El modelo económico totalitario de Marx no ha producido en ninguna parte todo lo que prometió, sino lo contrario. Por eso se vino al suelo la Unión Soviética y por eso los chinos lo tumbaron para reimplantar la economía de mercado. La prueba actual de que ese modelo solo conduce a la modorra y al estancamiento está representada en la triste experiencia de Cuba y Corea del Norte.

Y ese tipo de economía marxista es un error porque destroza el desarrollo de las fuerzas productivas, la creatividad y la innovación, al intercambiar lo incentivos económicos por ideología, por política represiva desde el Estado y a manos de la burocracia y el partido único.
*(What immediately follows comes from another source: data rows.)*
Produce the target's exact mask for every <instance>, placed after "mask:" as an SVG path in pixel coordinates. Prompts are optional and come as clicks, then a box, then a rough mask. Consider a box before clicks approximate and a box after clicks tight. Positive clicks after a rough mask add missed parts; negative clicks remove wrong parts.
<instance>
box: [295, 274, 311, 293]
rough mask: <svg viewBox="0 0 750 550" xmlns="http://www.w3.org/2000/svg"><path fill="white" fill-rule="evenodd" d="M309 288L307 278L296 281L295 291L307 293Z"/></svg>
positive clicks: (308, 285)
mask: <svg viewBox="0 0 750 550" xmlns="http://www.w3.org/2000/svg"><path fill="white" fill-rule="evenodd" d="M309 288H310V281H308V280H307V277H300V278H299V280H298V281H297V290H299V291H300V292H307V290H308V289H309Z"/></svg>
Esta es una realidad contemporánea que el dogmatismo marxista no ve porque está de espaldas a la experiencia histórica y a la realidad actual por defender una dogmática que ha hecho mucho daño y que está en crisis, de modo parecido a como los neoliberales no ven los efectos perversos del capitalismo por defender ciertos intereses económicos, lo cual produjo otra crisis de magnitudes planetarias.

Hoy no se puede vivir sin economía privada sin matar el bienestar y la generación de riqueza, porque eliminarla golpea la modernización, muchos avances científico-tecnológicos, el confort colectivo y la posibilidad de redistribuir la renta nacional a través de los impuestos y de los planes para transformar la vida.

Entender este problema ni siquiera pasa por la defensa de la economía privada como si fuera un asunto de principios (en el sentido de los neoliberales o de los anarcopitalistas), sino comprender que no hay más opción para dinamizar el desarrollo social: o te quedas en el marasmo y el estancamiento crónico provocado por el modelo de Marx o le abres la puerta a un capitalismo regulado que no deseche el bienestar de las mayorías.

Este fue el dilema que vivieron los líderes chinos a finales de los años setenta del siglo XX. Y, para contener a la parte radical del partido comunista que se oponía a sus reformas promercado, Deng Xiaoping soltó esta lapidaria frase que le dio la vuelta al mundo: “No importa de qué color sea el gato, siempre y cuando cace ratones”.